しかし、毎日のご自分で行う歯ブラシでは、知らず知らずのうちに磨き残しが出てしまいます。特に歯と歯の隙間の磨き残し部分に頑固な汚れを蓄積させてしまいます。また、クラウンやブリッジが入っている部分には、こびりついた歯ブラシでは除去できない汚れが付いています。このような歯ブラシで除去不可能な歯の汚れを、歯周病や虫歯になる前に、歯科医院で専用の機器を用いて、クリーニングして取り除き、歯の表面をピカピカに磨いて汚れが付きにくくすることを 「 PMTC 」( Professional Mechanical Tooth Cleaning )といいます。
歯の表面を磨いた後は、歯垢(細菌の塊)の再付着を防ぎ歯の質を強くするためにフッ素を塗布します。

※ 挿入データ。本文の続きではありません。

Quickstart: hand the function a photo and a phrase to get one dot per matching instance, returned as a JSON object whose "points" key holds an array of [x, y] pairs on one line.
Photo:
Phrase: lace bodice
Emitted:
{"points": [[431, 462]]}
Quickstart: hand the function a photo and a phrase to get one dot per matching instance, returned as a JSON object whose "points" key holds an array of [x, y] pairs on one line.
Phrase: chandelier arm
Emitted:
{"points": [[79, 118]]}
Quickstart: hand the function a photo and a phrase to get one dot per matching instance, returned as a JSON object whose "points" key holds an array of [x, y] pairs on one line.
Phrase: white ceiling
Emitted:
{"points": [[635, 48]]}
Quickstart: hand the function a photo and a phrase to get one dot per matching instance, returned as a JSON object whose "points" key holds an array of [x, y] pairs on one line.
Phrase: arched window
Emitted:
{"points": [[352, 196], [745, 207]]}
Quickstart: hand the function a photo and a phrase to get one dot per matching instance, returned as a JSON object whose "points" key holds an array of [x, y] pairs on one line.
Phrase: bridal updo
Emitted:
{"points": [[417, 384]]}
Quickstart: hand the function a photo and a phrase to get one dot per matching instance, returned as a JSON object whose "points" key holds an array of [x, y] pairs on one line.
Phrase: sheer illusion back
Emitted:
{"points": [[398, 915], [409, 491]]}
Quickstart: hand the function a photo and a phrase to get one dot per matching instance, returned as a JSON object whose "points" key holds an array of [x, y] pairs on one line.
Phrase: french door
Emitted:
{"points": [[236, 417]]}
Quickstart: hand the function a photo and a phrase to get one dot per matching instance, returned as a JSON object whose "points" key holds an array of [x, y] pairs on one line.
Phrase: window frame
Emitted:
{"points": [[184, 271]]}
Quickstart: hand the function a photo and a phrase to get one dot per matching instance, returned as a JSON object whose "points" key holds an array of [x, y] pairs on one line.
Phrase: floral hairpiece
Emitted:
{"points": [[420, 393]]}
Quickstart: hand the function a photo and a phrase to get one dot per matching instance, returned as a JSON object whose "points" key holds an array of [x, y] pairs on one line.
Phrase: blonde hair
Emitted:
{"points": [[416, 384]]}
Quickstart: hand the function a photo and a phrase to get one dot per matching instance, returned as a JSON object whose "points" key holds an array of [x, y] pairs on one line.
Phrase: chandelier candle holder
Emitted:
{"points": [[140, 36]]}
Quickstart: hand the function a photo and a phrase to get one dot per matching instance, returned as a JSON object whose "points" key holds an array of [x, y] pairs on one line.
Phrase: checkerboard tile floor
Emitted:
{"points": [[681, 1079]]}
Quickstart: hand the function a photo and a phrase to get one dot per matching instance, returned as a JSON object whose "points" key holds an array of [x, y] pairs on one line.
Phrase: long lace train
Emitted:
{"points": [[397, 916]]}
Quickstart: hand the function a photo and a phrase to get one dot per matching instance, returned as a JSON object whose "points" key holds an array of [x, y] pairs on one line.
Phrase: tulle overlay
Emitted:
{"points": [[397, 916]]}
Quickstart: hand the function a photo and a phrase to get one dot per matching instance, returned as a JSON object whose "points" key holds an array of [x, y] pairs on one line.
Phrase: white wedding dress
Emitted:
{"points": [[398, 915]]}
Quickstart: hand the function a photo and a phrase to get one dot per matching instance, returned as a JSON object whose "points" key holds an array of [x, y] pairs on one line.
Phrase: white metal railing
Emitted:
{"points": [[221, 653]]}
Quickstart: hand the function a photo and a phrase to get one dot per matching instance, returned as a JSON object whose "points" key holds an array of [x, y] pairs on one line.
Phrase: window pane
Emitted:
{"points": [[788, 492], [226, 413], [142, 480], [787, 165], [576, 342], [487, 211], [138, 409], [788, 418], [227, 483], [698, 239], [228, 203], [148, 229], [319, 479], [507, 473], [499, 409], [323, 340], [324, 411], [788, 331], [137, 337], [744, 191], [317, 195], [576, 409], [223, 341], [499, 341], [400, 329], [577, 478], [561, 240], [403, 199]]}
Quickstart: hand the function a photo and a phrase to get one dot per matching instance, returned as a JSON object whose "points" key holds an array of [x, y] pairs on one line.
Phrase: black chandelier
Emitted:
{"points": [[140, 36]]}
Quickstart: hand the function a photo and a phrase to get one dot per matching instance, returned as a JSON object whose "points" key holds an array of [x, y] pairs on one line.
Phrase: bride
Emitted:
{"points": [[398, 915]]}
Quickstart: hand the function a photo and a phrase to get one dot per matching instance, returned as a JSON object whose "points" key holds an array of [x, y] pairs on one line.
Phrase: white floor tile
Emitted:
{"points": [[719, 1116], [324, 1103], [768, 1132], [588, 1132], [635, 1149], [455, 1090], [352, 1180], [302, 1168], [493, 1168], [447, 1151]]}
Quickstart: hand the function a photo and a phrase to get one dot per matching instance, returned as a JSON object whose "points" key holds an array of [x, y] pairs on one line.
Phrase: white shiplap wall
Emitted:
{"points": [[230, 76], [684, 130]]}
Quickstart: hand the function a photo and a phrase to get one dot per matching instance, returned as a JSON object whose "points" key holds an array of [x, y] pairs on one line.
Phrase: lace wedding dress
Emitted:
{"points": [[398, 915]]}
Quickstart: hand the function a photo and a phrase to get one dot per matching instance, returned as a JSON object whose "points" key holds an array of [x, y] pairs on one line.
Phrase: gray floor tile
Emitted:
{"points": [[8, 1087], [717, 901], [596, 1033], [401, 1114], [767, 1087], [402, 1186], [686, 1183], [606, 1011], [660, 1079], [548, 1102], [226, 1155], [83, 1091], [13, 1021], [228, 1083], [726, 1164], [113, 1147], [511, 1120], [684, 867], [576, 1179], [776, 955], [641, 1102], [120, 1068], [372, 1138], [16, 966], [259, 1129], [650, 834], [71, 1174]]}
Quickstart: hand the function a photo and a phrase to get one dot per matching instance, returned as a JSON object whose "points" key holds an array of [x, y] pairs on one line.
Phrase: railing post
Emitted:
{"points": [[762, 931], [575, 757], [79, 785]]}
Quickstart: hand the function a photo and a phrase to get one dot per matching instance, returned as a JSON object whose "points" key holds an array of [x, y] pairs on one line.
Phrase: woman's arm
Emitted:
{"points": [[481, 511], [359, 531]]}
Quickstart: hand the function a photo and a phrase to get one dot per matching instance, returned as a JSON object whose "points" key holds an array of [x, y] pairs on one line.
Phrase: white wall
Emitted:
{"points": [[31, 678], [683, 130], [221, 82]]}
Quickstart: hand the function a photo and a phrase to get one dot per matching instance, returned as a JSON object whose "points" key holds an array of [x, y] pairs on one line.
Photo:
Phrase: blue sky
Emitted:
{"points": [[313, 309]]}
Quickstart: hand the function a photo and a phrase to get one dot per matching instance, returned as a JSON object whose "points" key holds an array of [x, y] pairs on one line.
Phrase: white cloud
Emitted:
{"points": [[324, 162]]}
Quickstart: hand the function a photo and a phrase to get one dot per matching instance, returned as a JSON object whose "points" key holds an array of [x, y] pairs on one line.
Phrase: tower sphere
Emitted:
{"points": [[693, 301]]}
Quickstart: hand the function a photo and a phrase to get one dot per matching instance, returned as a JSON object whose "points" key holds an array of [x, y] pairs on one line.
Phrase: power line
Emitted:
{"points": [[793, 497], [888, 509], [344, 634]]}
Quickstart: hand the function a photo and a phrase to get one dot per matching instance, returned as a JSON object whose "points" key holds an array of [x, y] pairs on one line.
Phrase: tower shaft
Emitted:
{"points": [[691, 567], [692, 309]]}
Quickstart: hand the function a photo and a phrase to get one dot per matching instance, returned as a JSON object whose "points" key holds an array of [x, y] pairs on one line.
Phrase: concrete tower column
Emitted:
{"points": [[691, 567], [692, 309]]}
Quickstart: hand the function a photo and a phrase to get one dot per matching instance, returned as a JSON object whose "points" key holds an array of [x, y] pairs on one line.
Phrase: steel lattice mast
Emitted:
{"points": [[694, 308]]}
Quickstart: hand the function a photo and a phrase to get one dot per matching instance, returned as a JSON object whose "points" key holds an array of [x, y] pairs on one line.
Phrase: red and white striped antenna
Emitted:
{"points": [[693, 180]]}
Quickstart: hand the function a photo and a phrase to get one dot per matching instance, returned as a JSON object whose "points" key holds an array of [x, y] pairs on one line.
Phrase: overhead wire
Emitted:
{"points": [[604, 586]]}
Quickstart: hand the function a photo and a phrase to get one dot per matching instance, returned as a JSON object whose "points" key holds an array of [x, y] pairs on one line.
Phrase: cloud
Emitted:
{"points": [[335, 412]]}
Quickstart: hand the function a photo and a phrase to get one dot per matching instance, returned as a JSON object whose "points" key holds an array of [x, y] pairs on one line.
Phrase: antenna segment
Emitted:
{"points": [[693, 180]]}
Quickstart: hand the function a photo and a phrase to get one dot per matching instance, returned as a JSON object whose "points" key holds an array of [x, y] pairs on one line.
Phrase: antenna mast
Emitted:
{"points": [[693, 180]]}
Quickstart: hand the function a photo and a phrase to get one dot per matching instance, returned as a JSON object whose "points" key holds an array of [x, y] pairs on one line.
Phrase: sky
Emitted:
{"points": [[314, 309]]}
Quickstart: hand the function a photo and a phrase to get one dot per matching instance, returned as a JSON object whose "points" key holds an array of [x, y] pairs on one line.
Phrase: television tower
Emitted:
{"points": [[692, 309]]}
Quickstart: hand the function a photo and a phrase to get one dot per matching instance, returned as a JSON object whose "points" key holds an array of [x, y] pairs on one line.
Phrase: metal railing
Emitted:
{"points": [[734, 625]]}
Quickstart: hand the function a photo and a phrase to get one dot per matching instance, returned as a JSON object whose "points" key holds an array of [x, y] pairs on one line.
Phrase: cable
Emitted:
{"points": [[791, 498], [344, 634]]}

使用するのはゴムやブラシなど柔らかい材質の物ばかり …
こんな方がお勧め

治療ではなく歯磨きの手伝いをして欲しい人
特に痛いところもなく、歯肉が腫れているわけでもないが、口の中をすっきりさせたい人。
歯周病の治療が終わっている人
PMTC は歯石をつきにくくしますので、歯周病の予防メンテナンスに有効です。(歯周治療などですでに歯石を取り除いてあることが前提になります。)
矯正中の人
矯正装置の周りの汚れなどをきれいに取り除くのが難しいときなど歯磨きの手助けになります。
被せ物やブリッジなどがある人
ブリッジなどの歯のない部分も自分では磨けないような所まできれいになります。
特徴は?
1. お口のリフレッシュ
終わった後に爽快感が生まれることを目標に行なわれます。
2. 歯の輝きが増す
多少の汚れやざらつきなどはツルツル、ピカピカに磨きあげられます。 ステイン(タバコのヤニ、コーヒー、お茶などの着色)を除去し、光沢のある歯の表面を回復することができます。
3. 虫歯の予防
歯磨きでは落とせない虫歯の元になる歯垢(細菌の塊)を磨き落とし、 ムシ歯の発生や進行をおさえる事が出来ます。
4. 歯周病予防
歯周ポケット内の根の部分に付着した初期の歯石や歯周病の原因となる細菌の塊を磨き落とし、 歯肉の状態を健康にします。
5. 歯を強くする
磨き終わりきれいになった歯の表面にフッ素を塗り、歯の再石灰化を促進し歯の質を強くします。
※ PMTC はメンテナンスの治療なので、既に歯周病で歯の歯根の部分に歯石が広範囲についていたりする場合はまずその歯石を除去する「治療」が必要です。歯周病で骨まで病原菌で侵された状態を放置して、うわべの汚れた歯だけを磨いても何にもなりません。ときどき、歯周病の治療をせずに PMTC だけを他院で受けられて、良くならないのでこちらに転医されてくる患者様がいらっしゃいますが、これはまず歯周病の治療が必要になります。まずきちんと治療してからメンテナンスを受けられることを、お勧めいたします。